Edouard Molinaro n’est plus.

Publié dans LePoint.fr Par Tahar Ben Jelloun

17.12.2013
 

Mon Cher Edouard,

Nos vergers d’amitié sont éteints depuis que tu n’es plus. Cette nuit mon insomnie a été cruelle et ma pensée abreuvée de mauvais présages. La nuit et ses foyers nous assènent des vérités détestables. Le départ à l’aube car tout se fatigue. La voix, le regard et la main qui ne se tend plus. J’avais pour toi de l’admiration, de l’estime et de l’amitié avant de t’avoir rencontré. Je regardais tes films avec beaucoup de plaisir car tu parvenais à allier la qualité, l’exigence et le grand spectacle. Tu étais un cinéaste populaire dans le sens le plus noble. Tu aimais le cinéma et avec les films que tu réalisais tu partageais avec un grand public ton amour du travail bien fait, ta passion pour la subtilité et l’intelligence, ta disponibilité pour laisser ta curiosité te mener vers des horizons insoupçonnés. Tu aimais raconter des histoires. Tu avais ce talent rare qui consiste à atteindre la belle simplicité, la superbe limpidité d’une histoire. Tu avais un sens aigu du récit et jamais je ne me suis ennuyé ou perdu dans un des tes films. Ça ressemble à un cours d’eau pure qu’aucun obstacle ne vient empêcher.  
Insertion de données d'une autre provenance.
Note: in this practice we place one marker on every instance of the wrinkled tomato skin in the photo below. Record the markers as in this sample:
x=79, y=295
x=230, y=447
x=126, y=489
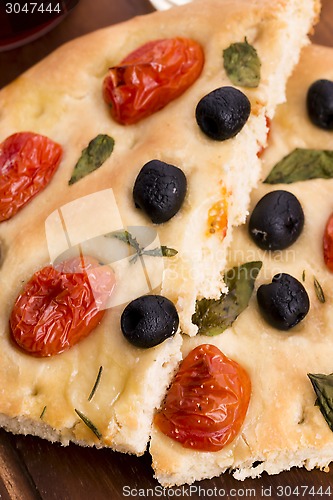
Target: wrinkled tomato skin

Ton travail de cinéaste, reconnu et admiré, tu n’en parlais pas. Ta modestie me faisait baisser les yeux. Quand tu as enfin décidé d’écrire ta biographie, ton humilité a pris le dessus et tu nous a prévenu dès la première page : « je ne m’intéresse que très médiocrement à ma petite personne ». Mais nous, nous étions, nous sommes très intéressés par toi, par ton regard sur les choses, par ton humour, par tes gestes débordant d’humanité et de fraternité. Tu vas nous manquer terriblement.

Tu disais toi même que tu as « atteint la date de péremption » parce que six scénarios gisaient sur ta table et que ça  n’intéressait plus personne car comme tu l’as souligné, « le cinéma se nourrit de l’air du temps, et l’air y circule beaucoup plus vite qu’ailleurs ».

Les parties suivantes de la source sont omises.